The DEP said in its 2015 annual oil and gas report that well site inspections have steadily increased since 2008 as the agency has aimed to improve its compliance and enforcement programs. It also said unconventional well violations dropped 67% from 2010 to 2015 and that conventional well violations declined 51% from 2011 to 2015. From 2009 to 2015, the DEP collected about $23.2 million as a result of noncompliance at oil and gas sites in the state.
Those fines and penalties are used to reimburse operating costs incurred by the DEP. The agency receives about half of its funding from fees and fines and about half from the state general fund and federal funds. As the state has confronted budget deficits in recent years, the DEP has been hit hard and faced underfunding and understaffing. Hundreds of positions, including inspectors, have been cut from the agency over the last decade, or so.

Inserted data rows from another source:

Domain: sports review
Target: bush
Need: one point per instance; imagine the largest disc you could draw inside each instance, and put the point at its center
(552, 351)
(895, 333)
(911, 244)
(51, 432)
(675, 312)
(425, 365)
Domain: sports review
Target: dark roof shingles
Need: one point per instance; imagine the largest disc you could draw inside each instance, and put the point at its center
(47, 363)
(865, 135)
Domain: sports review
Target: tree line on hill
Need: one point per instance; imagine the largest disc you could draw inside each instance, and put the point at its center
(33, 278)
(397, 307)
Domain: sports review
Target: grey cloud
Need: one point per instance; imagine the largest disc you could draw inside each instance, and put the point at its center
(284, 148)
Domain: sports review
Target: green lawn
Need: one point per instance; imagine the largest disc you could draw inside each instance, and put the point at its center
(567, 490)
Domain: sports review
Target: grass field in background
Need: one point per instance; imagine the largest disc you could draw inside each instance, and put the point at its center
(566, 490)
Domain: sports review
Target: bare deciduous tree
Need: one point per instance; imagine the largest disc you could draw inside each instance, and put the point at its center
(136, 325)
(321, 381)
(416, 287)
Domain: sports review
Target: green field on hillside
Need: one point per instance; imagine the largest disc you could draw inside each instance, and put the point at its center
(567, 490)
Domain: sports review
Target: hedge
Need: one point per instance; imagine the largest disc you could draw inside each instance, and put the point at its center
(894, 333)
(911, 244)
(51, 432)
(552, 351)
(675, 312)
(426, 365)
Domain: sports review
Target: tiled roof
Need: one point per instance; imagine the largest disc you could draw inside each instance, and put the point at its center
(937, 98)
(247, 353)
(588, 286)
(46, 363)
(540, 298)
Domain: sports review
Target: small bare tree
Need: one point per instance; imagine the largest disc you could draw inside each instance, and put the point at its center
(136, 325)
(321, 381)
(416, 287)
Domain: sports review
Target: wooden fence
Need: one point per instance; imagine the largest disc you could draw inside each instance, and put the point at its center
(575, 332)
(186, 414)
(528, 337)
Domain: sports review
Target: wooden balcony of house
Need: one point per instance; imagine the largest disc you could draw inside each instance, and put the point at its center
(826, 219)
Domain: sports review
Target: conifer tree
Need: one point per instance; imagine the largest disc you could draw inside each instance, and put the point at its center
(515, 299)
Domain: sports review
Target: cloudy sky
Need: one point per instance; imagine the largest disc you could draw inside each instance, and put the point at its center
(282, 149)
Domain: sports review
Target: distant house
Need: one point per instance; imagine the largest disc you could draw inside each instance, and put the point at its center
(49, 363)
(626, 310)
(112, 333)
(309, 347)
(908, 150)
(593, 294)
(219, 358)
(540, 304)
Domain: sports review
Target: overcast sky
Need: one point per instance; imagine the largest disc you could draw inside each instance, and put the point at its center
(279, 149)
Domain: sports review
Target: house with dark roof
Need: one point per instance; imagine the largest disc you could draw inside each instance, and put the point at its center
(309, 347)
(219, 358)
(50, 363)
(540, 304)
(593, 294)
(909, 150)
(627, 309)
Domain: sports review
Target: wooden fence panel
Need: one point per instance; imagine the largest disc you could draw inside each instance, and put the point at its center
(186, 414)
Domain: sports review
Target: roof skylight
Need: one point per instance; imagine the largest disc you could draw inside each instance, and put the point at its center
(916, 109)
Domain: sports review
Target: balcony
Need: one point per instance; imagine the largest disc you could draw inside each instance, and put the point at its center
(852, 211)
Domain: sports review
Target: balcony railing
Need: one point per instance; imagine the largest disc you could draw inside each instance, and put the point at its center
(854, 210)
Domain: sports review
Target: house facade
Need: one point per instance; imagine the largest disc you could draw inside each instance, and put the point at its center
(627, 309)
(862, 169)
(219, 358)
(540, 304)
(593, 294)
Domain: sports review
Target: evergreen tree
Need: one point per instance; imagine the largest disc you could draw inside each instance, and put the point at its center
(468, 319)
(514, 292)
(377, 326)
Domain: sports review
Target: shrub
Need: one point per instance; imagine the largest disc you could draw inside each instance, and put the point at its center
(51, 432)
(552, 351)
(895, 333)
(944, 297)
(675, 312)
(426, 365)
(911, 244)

Companies facing fines also have recourse, they can file an appeal with the independent Environmental Hearing Board -- a five-member body that consists of administrative law judges. The EHB reviews numerous types of final actions taken by DEP that range from permitting decisions to fines and penalties.
Hutchinson represents a five-county district in the Northwest part of the state that has long been home to the conventional industry, which has deteriorated with the commodities downturn. Legacy producers have also been cited over the years for more violations than shale producers because they have far more wells in the state, DEP data shows.
State lawmakers returned to the Capitol earlier this month for swearing-in ceremonies and are not expected to reconvene until Jan. 23. The General Assembly faces another tough budget year. The state is confronting a $600 million revenue shortfall this year, while the Independent Fiscal Office has projected a budget deficit of $1.7 billion next fiscal year, which begins July 1.